My grandma dropped me off, I went inside, changed into pajama pants and went to bed.

Mostly I slept. I woke up every hour or two and got up to pee a few times. I felt sick to my stomach when I got up and I had a headache that I suspect was because I skipped my coffee. I worried about that but there wasn't anything I could do about it. When Steve came home I tried to drink some coffee but I only managed about half the cup. I also had a few sips of peppermint tea which I hoped would help my stomach feel better. In between I slept.

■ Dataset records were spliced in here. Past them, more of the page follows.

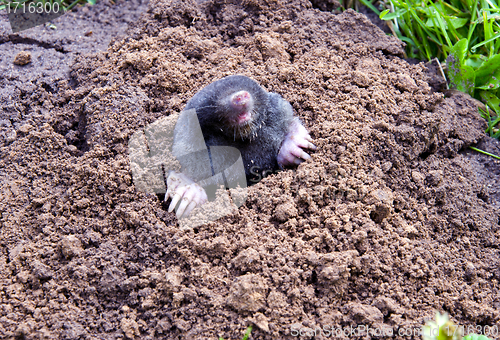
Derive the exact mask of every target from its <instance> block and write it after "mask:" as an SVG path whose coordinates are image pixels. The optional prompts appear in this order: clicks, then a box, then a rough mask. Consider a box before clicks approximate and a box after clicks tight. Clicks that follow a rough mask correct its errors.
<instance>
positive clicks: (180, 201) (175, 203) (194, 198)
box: [165, 171, 207, 218]
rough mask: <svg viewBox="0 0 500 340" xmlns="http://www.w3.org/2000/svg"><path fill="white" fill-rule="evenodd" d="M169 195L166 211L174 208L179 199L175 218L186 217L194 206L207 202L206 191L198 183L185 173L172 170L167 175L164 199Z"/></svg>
mask: <svg viewBox="0 0 500 340" xmlns="http://www.w3.org/2000/svg"><path fill="white" fill-rule="evenodd" d="M169 197H171V198H172V202H170V206H169V207H168V212H171V211H172V210H174V208H175V207H176V205H177V203H179V201H180V204H179V207H178V208H177V211H176V215H177V218H181V217H187V216H188V215H189V214H190V213H191V211H192V210H193V209H194V208H196V207H197V206H200V205H202V204H204V203H205V202H207V193H206V192H205V190H204V189H203V188H202V187H201V186H200V185H199V184H197V183H195V182H193V181H192V180H191V179H190V178H189V177H187V176H186V175H184V174H182V173H178V172H174V171H171V172H170V174H169V175H168V177H167V193H166V194H165V201H166V200H167V199H168V198H169Z"/></svg>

Around 8 or 8:30 I finally talked myself into getting up and Steve drove me to the drug store to get my prescriptions (they gave me Vicodin and 600 mg ibuprofin). I threw up once on the way there and though I was going to lose it in the store as i was waiting for them to get me my stuff. Only the one was covered by my plan first stuff so I paid for the ibuprofin. But I didn't care I just wanted to get out of there and get back to bed. I was very close to asking them where they had a rest room cause I was gonna throw up. I managed to get out ok though.

I went back to bed when we got back. Around 9:30 or so I had a tiny bit of soup and took one Vicodin and slept from 10 til about 2, which was the longest I slept at any one time. I got up to pee at 2, took an ibuprofin and then slept about an hour or two at a time until I got up at 6:30 this morning.

My headache finally went away and this morning I had soup, toast and coffee for breakfast.

So that's that. I'm sterile now. Wee!